Mais aujourd'hui j'ai 25 ans et la pluie est bien froide. Le ciel semble aussi
triste que moi. Il déverse sa rage avec beaucoup de force. Je me demande
alors de quel chagrin il peut bien souffrir. Plus je le regarde, plus je me dis
qu'il s'est emparé de mon deuil et l'a fait sien. Les larmes comme un
fil infini, enveniment mon visage et laissent mes yeux orphelins.
© Edna Marysca Merey Apinda, 2008
Cinq jours ont déjà passé. Pourtant il me semble que
c'était il y a une minute que je quittais Ludovic en lui disant :
« A tout à l'heure, mon cœur. Je t'aime. » Ludovic. La
douleur du départ est toujours palpable. Mon cœur bat à tout
rompre dès que me reviennent en mémoire les circonstances de son
départ. Autant vous dire, qu'en le voyant la première fois, je
nous voyais être encore ensemble et amoureux dans dix mille ans. Qu'y
peut-on ? La vie décide. Elle nous assemble ou nous sépare
à sa guise.
La pluie dehors chante un refrain de tous les diables. Du coup, ma tête
se met à bourdonner. Il faut que je m'asseye. Dieu comme je me sens mal
! Si je me confiais à vous, pensez vous que je me sentirais mieux
après ?
J'arpentais le hall de l'aéroport de Roissy, il y a deux ans.
Je rentrais de vacances avec deux amis, Carmelita et Christ. Ces derniers
m'avaient invitée à passer deux semaines dans leur famille
à Porto-Novo. Le séjour avait été fort
agréable et je rentrais avec la tête pleine de souvenirs à
raconter plus tard à mes enfants. Carmelita se plaignait. Elle aurait
aimé rester quelques jours encore. D'autant que derrière nous,
nous laissions le soleil pour venir affronter le froid parisien. Son
frère Christ était plutôt heureux de rentrer. Linda sa
fiancée l'attendait avec impatience. Je riais de voir le frère et la sœur se taquiner et, distraite,
je finis par bousculer la personne qui était devant moi. C'était un homme qui se retourna vert de rage. Je crois que ce fut mon regard contrit qui le fit passer de la colère à un agréable : « Vous auriez pu vous faire
très mal ! » Il sourit. Je restai bêtement hypnotisée
par les belles lèvres qui reflétaient la bonhomie de ce jeune
homme.
- Étant donné que vous m'êtes redevable, puis-je savoir votre prénom ?

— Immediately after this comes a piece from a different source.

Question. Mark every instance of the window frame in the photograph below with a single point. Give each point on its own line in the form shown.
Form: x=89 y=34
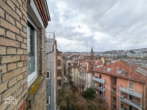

Je restai là, bête, sans voix. Sa voix...
- Cette charmante jeune fille se prénomme Anissa et n'ayez crainte, elle
n'a pas perdu sa langue. Elle est sûrement sous le charme, fit Carmelita
que je promettais secrètement d'étrangler aussitôt
arrivée à la maison.
- Alors, Anissa me ferait-elle l'honneur de prendre un verre ?
Les mots continuaient de mourir au seuil de ma bouche.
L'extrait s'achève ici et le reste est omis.